Wednesday, March 25, 2015

Morning Joy

I am trying to relish each moment during these last hours.  



This pregnancy journey has truly been a unique one.  With added stress of Elaina's health making it seem to fly by even faster. . . but I'll absorb these tender moments before Little Man's arrival. 



It was this time a year ago that I was mourning the loss of a sweet baby and recovering from an emergency surgery. . . thinking about it still brings heart ache. Thankful still for God's grace and perfect will for our lives.  There are so many emotions flooding my body today! At this very moment I'm overhearing my 3 smalls talking with excitement about their baby brother and what they are going to take to Mamaw's for their stay there. . . it is super sweet. All three can't contain the joy they are feeling. 

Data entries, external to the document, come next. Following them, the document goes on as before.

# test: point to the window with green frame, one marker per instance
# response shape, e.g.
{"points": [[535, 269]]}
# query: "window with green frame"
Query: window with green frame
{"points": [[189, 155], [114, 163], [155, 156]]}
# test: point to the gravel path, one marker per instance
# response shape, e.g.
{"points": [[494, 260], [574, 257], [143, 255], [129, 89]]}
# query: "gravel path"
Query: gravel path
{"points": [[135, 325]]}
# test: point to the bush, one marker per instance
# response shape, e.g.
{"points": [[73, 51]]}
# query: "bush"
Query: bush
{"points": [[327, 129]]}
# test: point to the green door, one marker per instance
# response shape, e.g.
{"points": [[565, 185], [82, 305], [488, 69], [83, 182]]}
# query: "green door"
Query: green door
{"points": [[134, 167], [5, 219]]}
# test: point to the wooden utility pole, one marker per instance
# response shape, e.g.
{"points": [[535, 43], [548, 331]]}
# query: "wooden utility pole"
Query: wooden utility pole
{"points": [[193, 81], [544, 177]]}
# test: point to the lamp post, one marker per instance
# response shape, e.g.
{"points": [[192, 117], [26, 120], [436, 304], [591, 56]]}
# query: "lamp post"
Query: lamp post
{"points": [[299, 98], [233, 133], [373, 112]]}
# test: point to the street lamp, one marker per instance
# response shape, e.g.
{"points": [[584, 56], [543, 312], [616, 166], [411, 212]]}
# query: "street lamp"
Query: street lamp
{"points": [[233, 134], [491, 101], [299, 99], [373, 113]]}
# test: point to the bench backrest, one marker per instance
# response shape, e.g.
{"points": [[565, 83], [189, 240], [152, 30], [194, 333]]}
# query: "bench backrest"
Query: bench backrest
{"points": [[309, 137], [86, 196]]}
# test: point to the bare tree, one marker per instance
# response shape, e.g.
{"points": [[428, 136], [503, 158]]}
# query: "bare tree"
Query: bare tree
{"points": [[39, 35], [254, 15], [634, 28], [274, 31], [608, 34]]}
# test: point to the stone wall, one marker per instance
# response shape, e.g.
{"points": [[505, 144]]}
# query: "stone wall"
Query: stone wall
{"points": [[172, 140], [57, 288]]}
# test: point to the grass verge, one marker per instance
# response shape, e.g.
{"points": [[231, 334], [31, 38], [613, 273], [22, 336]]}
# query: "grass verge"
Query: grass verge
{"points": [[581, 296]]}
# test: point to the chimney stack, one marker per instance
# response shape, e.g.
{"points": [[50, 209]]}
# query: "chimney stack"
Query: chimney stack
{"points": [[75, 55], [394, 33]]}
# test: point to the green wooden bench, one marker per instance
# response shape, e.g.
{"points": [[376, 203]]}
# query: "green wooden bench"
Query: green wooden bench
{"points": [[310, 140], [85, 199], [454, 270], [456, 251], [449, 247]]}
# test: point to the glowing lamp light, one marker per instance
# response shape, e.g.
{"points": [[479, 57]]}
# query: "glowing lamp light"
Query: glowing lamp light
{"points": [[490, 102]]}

Let's hope this lasts after several days or weeks of bad sleep and lots a baby crying . . . wink, wink!
I'm so thankful for so many dear friends that have partnered with us in praying for the delivery.  C-section recovery is no walk in the park. I can't let myself think about it for too long or panic soon sets in.   Friends are so good at helping you get your mind off things like that. . . sometimes even making you feel quite awkward. . . 


but it's great to laugh. . . Please friends, give me at least a week before you begin your good humor after surgery. . . Ha! 


Truly a blessing these ladies are! So many more that aren't pictured here. 
This morning I woke up (for the 6th time last night) feeling peace that only comes from our sovereign Lord. One sister friend emailed me this morning telling me about an amazing prayer time she had and the flood of emotion that overcame her while praying for me.  Her message was so tender and sweet and filled with compassion.  I love it when the Lord does that kind of thing.  The past two days for me have been filled with fear, doubt, and anxiety.  I truly didn't know what was happening to me. . . I am thankful for the joy this morning and today my heart has stayed at peace. God is always with me. . . sometimes my focus is not where it should be though.  Praying it remains here throughout the night and tomorrow.  We are ready and excited to welcome our new son!


 I love this man and pray the Lord gives him all the strength he needs to help me get through these next tough days.


Psalm 28:7 “The LORD is my strength and my shield; my heart trusts in him, and he helps me. My heart leaps for joy, and with my song I praise him."